A neural network can be seen as a mathematical function that transforms inputs into outputs.

If we represent the inputs as points in a space, the network assigns a value to each point, functioning as a “field.” When the weights are randomly adjusted and the network is very wide (with many neurons), the distribution of the values “”it produces tends towards a bell-shaped curve – the famous Gaussian distribution.

This surprising behavior was discovered decades ago and shows that infinitely wide neural networks behave like Gaussian processes.

This is where quantum physics comes in.

In quantum mechanics, quantum fields describe particles and their interactions.

A free quantum field (without interactions) has fluctuations that exactly follow a Gaussian distribution.

Wide neural networks behave analogously to these fields without interactions.

In real networks, which are not infinite, small corrections arise, similar to the interactions between particles in physics.

This equivalence allows tools from quantum field theory – such as Feynman diagrams – to be used to study neural networks, and vice versa.

Scientists at the IAIFI institute, for example, are already using neural networks to simulate quantum fields with interactions, opening new avenues for solving complex problems in particle physics that would be impossible even for supercomputers.

On the other hand, AI helps experimental physics: it cleans noise in gravitational wave signals, analyzes data in search of new particles, reconstructs images distorted by gravitational lensing, and simulates materials or phase transitions.

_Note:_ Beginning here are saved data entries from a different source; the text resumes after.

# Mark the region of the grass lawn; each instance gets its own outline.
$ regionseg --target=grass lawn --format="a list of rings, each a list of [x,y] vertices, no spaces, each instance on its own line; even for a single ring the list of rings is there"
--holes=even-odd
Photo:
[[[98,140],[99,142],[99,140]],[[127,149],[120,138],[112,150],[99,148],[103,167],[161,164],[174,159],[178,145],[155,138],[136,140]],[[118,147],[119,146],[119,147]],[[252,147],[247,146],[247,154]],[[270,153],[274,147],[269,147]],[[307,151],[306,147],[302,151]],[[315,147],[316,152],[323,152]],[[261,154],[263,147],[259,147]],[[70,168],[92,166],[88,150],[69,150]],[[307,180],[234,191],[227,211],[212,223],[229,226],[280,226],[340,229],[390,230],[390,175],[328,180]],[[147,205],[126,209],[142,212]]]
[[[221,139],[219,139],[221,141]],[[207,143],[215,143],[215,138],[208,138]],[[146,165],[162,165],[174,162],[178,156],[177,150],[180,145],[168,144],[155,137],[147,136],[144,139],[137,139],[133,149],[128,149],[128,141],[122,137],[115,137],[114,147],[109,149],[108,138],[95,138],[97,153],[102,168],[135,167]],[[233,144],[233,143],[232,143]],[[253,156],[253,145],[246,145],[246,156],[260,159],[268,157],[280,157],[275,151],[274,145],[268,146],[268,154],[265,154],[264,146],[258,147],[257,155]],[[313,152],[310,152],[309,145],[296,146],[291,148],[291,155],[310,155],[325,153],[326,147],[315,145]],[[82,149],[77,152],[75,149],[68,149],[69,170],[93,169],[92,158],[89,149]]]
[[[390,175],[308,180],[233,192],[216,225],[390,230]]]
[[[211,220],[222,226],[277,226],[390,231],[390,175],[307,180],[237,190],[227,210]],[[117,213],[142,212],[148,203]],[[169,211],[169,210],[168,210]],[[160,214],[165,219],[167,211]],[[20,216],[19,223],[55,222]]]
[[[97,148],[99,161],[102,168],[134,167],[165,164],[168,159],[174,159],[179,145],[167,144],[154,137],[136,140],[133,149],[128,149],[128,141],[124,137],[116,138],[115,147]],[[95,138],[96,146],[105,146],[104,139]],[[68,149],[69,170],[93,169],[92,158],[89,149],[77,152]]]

In short, physics not only inspired the birth of neural networks, but also offers ways to understand them better, transforming what often seems like a “black box” into something more transparent.

And AI, in turn, returns the favor, helping to unravel mysteries of the universe.

This exchange of ideas between two such different areas shows how scientific knowledge advances in an integrated and surprising way, revealing that even the most modern machines have deep roots in the fundamental laws of nature.


Published in 04/26/2026 01h04


Portuguese version


Text adapted by AI (Grok) and translated via Google API in the English version. Images from public image libraries or credits in the caption. Information about DOI, author and institution can be found in the body of the article.